In Plagwitz gab es 1888 über 105 Fabriken. Während der Industrialisierung und danach war Plagwitz ein Zentrum der Textilindustrie. Die Baumwollspinnerei, 1884 gegründet, zählte einst zu den größten in Europa.
Es geht zurück auf die Zschochersche Straße, wir biegen in die Erich-Zeigner-Allee ein. Dort liegt die ehemalige Kammgarnspinnerei, teilweise eine Industrieruine aus roten Backsteinen, zu der auch noch intakte Gebäude gehören. „Dort sind Tausende von Vereinen ansässig“, sagt Markus Böhme und übertreibt damit ein wenig.
Zwischenstopp beim ersten deutschen gemeinnützigen Poledance-Verein Lola Leipzig. Seinen Namen bekam er, weil sich die Mitglieder ursprünglich in der Lola Bar in der Gießerstraße trafen. Doch 2015 musste die Kneipe schließen. „Wir standen vor der Herausforderung, weiter machen zu wollen“, sagt Poledancerin Hayde Schmidt (30).
Schließlich mieteten sich die Mitglieder in die Kammgarnspinnerei ein.
Selbstbewusstsein an der Stange
15 Frauen und ein Mann trainieren hier für Auftritte, üben Choreographien.
„Als wir vor drei Jahren einen Raum suchten, habe ich mich schon ein bisschen gedrückt zu sagen, was für ein Sportverein es ist“, sagt Schmidt. Einige potenzielle Vermieter fingen an zu grinsen, als sie davon erzählte. Andere wollten sie zum Geburtstag buchen. Unter „Poledance“ versteht so mancher eine anrüchige Sportart.
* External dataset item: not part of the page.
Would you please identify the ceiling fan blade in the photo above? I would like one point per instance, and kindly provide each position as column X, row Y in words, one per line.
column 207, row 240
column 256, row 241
Dabei sei es ein Tanz, der zwar Spaß mache, aber auch viel körperliche Fitness erfordere. Der Tänzer stemmt die ganze Zeit über das eigene Körpergewicht, erklärt Schmidt. Arme und Beine seien permanent in Körperspannung. Blaue Flecken bleiben nicht aus.
Die Mitglieder entscheiden selbst, wie viel nackte Haut sie zeigen. Schmidt ist überzeugt: Poledance steigert das Selbstwertgefühl: „Bei vielen Mädels habe ich eine Veränderung beobachtet“, sagt sie. „Die sind am Anfang erst schüchtern hier reingekommen. Nach ein paar Monaten wirkten sie fünf Zentimeter größer.“
Während Hayde Schmidt ihren Verein vorstellt, trainieren Eva Niedziela und Christiane Riedel an der Pole-Stange.
Ein Fest für die Kammgarnspinnerei
Ein Fest für die Kammgarnspinnerei
Das nächste Mal tritt der Poledance-Verein beim zweiten Kammgarnspinnereifest am 15. September auf. „Das erste habe ich im letzten Jahr aus dem Boden gestampft. Es lief wunderbar. Wir hatten zwischen 800 und 900 Besucher“, so Schmidt. Viele Gäste wollten gern mehr über die Geschichte der Kammgarnspinnerei erfahren. „Ich versuche gerade, die Geschichte zusammenzutragen“, verrät sie. Aushänge, der Blick in Stadtarchive und Zeitzeugen sollen dabei helfen.
Auch Böhme, der der Gastronomie den Rücken gekehrt hat und jetzt als Sozialpädagoge arbeitet, wird beim Kammgartenspinnereifest mit seiner Lesebühne vertreten sein. Daneben stellen sich die Vereine, Künstler und Gewerbetreibenden auf dem Gelände der Spinnerei vor. Sie zeigen, wie die Industriekomplexe nach dem Niedergang der DDR neu genutzt werden.